(Relato escrito para el Ateneo de Marbella y leído con motivo de la celebración de la llegada de la Primavera. Marbella 15 de abril de 2010)
Trato de abrir los ojos…
Enrique siempre igual: “¡Que no se puede coger el balón con las manos! “. Nada, él ni caso. Coloca la pelota, ahora transformada en calabaza, y dispara a portería donde llega mansamente a mis manos. La calabaza sonríe y me guiña un ojo. En el centro del campo Messi y Ronaldo se tiran al suelo muertos de risa…
La radio del coche continúa con la encuesta sobre quién es el futbolista del siglo XXI, si Cristiano Ronaldo o Messi.
Por fin logro despertar. Apago la radio y trato de localizar por dónde estamos pasando en estos momentos. El perfil casi humano del montículo que aparece por la ventana me sitúa en la autovía circundante de Antequera. A su tremendo realismo sólo le falta abrir un ojo para hacerme dudar de si sigo soñando o he despertado.
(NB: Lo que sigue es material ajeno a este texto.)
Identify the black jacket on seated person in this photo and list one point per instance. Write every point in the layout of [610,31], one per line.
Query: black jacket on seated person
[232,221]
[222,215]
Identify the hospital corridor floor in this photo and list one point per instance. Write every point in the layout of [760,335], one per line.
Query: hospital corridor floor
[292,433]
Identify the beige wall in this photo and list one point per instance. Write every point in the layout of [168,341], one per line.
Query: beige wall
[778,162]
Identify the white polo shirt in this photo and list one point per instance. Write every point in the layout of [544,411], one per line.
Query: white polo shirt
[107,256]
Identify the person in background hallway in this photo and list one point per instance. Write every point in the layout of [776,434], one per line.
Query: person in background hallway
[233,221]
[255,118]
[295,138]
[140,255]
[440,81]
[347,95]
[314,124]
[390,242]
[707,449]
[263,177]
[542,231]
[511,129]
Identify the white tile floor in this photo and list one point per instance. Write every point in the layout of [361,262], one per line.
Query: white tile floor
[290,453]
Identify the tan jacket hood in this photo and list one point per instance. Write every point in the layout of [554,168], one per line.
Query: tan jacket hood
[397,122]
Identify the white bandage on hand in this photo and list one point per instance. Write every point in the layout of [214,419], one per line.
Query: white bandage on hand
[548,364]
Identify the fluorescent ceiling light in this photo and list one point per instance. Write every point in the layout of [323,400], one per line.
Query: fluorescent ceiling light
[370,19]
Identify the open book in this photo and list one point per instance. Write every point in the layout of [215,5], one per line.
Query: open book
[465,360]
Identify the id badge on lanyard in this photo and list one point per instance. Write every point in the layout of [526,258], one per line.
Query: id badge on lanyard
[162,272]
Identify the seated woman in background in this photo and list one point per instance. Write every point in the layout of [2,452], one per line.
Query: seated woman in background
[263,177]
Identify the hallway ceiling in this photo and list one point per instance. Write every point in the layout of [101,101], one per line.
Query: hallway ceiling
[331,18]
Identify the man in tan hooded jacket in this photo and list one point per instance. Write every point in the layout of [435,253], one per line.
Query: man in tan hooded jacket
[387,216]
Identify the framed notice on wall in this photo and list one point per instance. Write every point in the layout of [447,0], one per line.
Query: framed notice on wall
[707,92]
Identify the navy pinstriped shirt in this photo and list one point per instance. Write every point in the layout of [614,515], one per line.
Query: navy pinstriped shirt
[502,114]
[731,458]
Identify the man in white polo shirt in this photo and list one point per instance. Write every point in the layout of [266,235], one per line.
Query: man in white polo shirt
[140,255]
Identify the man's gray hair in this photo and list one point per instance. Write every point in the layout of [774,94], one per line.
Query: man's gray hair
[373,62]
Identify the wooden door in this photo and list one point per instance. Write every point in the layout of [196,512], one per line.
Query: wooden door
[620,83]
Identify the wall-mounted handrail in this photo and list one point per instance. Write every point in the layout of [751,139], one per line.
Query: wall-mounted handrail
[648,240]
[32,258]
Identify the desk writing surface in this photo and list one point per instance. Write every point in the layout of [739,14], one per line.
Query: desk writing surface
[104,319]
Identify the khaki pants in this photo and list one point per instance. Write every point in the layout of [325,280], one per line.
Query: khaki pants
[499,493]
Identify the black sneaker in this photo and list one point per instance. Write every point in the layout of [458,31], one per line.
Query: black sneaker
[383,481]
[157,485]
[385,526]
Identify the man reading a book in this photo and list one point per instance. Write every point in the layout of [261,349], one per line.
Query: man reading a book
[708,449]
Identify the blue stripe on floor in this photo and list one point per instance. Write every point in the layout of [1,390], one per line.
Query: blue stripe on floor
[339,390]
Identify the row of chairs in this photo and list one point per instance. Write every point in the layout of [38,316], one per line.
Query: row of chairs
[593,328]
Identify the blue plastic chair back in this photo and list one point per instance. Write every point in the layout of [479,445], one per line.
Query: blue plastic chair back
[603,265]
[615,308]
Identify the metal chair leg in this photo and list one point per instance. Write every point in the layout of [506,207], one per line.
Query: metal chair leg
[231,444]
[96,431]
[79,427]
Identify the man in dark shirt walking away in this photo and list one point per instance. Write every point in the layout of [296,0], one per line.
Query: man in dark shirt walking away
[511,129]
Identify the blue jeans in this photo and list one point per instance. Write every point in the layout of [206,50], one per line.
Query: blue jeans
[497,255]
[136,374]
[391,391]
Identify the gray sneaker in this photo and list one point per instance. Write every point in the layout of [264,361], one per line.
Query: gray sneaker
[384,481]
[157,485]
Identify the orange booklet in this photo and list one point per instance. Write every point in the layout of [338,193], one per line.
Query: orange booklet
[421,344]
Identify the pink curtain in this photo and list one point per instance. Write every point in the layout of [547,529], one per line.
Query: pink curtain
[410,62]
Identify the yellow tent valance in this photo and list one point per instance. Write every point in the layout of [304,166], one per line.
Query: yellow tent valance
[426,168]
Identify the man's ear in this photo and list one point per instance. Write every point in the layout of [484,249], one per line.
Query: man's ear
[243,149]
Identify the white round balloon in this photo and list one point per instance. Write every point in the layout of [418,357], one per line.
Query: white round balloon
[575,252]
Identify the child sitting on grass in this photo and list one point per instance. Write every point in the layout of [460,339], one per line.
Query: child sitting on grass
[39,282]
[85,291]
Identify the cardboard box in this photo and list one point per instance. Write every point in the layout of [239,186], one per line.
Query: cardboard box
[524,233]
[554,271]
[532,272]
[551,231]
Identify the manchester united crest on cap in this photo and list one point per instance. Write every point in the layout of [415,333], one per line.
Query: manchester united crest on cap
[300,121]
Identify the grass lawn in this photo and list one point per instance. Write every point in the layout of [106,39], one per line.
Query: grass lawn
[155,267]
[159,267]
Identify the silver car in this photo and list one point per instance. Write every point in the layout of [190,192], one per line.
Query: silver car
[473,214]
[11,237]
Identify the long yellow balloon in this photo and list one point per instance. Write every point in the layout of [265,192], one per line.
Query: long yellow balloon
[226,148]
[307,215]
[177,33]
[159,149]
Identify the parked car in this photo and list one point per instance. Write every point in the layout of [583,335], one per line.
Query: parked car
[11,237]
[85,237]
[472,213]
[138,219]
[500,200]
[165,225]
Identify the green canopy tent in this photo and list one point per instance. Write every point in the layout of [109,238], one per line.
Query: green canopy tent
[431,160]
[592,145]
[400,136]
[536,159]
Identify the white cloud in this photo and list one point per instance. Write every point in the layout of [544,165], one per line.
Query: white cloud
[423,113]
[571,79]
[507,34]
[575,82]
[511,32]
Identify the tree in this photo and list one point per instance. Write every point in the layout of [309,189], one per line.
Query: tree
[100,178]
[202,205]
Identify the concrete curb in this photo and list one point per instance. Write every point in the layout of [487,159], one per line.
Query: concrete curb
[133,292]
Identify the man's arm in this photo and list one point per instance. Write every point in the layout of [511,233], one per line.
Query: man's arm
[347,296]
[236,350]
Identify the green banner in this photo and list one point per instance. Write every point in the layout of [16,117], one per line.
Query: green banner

La carretera se muestra amplia y nueva; tres carriles para ambas direcciones, las líneas bien marcadas, señales impolutas y radar incluido. La campiña se extiende hacia la Peña de los Enamorados, estirándose junto al rostro, que parece emerger de la tierra. A la izquierda, dejamos el nuevo polígono industrial reflejo de la prosperidad de esta bella ciudad ubicada en las faldas de la cordillera que lleva su mismo nombre. Poco a poco nos adentramos en la vega y sus extensos cultivos de secano, cereales y olivar.
El escaso tráfico que nos acompaña en nuestro viaje se divide entre los que se dirigen hacia Sevilla o Granada y los que optamos por Córdoba; imponentes nombres que en este instante son sólo destinos de paso a no más de una hora de viaje.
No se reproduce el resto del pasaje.